In der aktuellen Ausstellung erleben wir, wie beide Zugänge zur Kunst nicht im Widerspruch oder in “Konkurrenz“ zueinander stehen, sondern direkt miteinander korrespondieren. Die Ausstellung verbindet ganz aktuelle Werke wie die gänzlich ortsspezisch entwickelte Gestaltung des Raumes im Kuppelsaal, wo wir das formatfüllende Graffity-Kunstwerk (ergänzt durch eine nach oben raumgreifende Welle aus Aluminium – für Surfer klarerweise eine Wave to ride) am Boden betreten müssen, weil es daran kein Vorbei gibt, mit früheren Arbeiten der Künstlerin. Einige ganz frühe Arbeiten (1987-1989); etwa auch aus Paraffin und Polyethylen; s.o.) werden sogar erstmals gezeigt.

So liegt es nahe, das Künstlerinnenporträt bei einem Ausstellungsrundgang zu entwickeln.

Ausstellungsansicht: Katharina Grosse – The Sprayed Dear
© VG Bild-Kunst, Bonn 2025

Bevor wir den Kuppelsaal be- und der Kunst also im beschriebenen ganz konkreten Sinne nahe treten, begegnen wir im ersten Saal einer riesigen Styropor-Skulptur. Zusammengefaltet wirkend ist diese Arbeit vollständig weiß, ohne jede Farbe. Und zwingt uns, auf Abstand zu bleiben, um die Skulptur herum zu gehen. Unsere Erwartung immersiver Farbwelten wird also zuerst frustriert; wird uns vielleicht als Vorurteil bewußt gemacht?

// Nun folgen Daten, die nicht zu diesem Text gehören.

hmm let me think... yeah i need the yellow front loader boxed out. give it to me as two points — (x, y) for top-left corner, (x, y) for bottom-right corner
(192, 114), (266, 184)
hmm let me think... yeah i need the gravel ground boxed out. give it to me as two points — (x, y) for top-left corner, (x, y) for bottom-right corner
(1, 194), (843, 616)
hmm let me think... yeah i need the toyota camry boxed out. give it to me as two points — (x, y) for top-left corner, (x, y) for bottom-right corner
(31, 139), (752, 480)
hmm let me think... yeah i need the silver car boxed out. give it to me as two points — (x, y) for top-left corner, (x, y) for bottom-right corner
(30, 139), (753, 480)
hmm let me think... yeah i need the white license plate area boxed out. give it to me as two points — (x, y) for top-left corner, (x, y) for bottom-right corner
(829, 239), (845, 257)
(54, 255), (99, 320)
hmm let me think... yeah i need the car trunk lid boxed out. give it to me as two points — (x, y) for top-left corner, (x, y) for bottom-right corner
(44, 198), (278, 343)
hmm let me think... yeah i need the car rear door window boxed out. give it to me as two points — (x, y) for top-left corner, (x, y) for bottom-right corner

Nein: die Künstlerin belehrt uns nicht, ihre Arbeit aber macht sichtbar, wie sehr wir in gewohnten Bahnen denken: auch die große Skulptur wirkt auf uns als Bild, sie dominiert der Raum, den wir so noch nie gesehen haben.

Hendrik Bündke, der Kurator der Ausstellung, schreibt dazu im Pressetext:
Neben der raumgreifenden Installation »The Sprayed Dear« belegt eine übergroße, weiße Styroporskulptur mit dem Titel »Ghost« das Interesse der Künstlerin am Zusammenspiel von Form und Fläche, während die aus grundierten Leinwandstoffen bestehende Skulptur »Untitled« den Blick auf die dreidimensionalen Qualitäten ihrer Leinwandarbeiten lenkt.

Bild rechts: Ausstellungsansicht: Katharina Grosse – The Sprayed Dear
© VG Bild-Kunst, Bonn 2025

Immer wieder auch las ich zuvor, dass die Künstlerin Grosse in ihrer Arbeit Schubladengrenzen (Zwei oder Dreidimensionalität? Malerei oder Performance?) überschreitet / einfach ignoriert und damit vielleicht auch unsere Wahrnehmung insgesamt in Frage stellt und deren Instabilität beschreibt.

Hilfreich zum Verständnis ihrer Arbeit erscheint mir ein Zitat der Künstlerin aus dem Katalogbuch „Katharina Grosse – Studio-Printings 1988-2022“, das die Herausgeber ihrem Einleitungstext voranstellen:

Farbe ist etwas sehr Intimes. Sie löst sofort Reaktionen aus. Ich benutze sie, um die Strukturen meines Denkens zu verfolgen, denn das ist das, worum es beim Malen meines Erachtens eigentlich geht“.
Zweimal lesen lohnt sich: der Malprozeß erscheint hier in dialektischer Umkehrung des Gewohnten: der Akt des Malens als Reflexion, als Bewußtmachung des eigenen Denkens.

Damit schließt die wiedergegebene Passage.